We recommend that you open a sample document side by side with the Control Room window as you configure the form and table fields.

Note:

A form field is a type of field that occurs only one time in a document.
A table field is a type of field that reoccurs throughout a document, typically in the form of a table.

Configure the form and table fields for extraction. For more details, see View and search fields.
1. Click a field to open the fields editor. For more details, see .Guidelines to edit the fields and create custom aliases
2. Hover over the menu icon to the right of a field to access the up/down arrows.
3. Use the arrows to rearrange the order of the fields for a more efficient manual validation.
  The order of the fields does not impact extraction.
To learn more about the other field attributes, see Considerations for form and table fields.
Click Add a field and specify the fields details such as field name, fields label, confidence, data type, format date/number, and so on. For more details, see Considerations for form and table fields.
The following image shows form and table fields configured in a learning instance:

Note: The Add a field option is not available for Receipts document type.
Optional: On the Table fields tab, click + icon to add a custom table at learning instance level.
1. Enter a name for the table and click Add.
2. Click Add a field and specify the fields details such as field name, fields label, confidence, data type, format date/number, and so on. For more details, see Considerations for form and table fields.
  
  Note: You can also add and delete the custom table while editing a learning instance.
The custom table is displayed in the table drop-down list.

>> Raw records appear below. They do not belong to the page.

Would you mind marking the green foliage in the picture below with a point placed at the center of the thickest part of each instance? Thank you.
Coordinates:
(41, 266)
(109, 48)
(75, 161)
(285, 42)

You can also view the fields from custom and default tables on the Document Rules tab but cannot select fields across all different tables. For more details about multi-table support, see Guidelines to create or edit the custom multi-table in a learning instance.
Click Create.

When a new learning instance is created, the Control Room creates a folder with the same name as the learning instance in the Automation > Document Workspace Processes folder. The folder contains two bots (extraction and download), a process, and a form. For more details, see Bots output file and folder structure.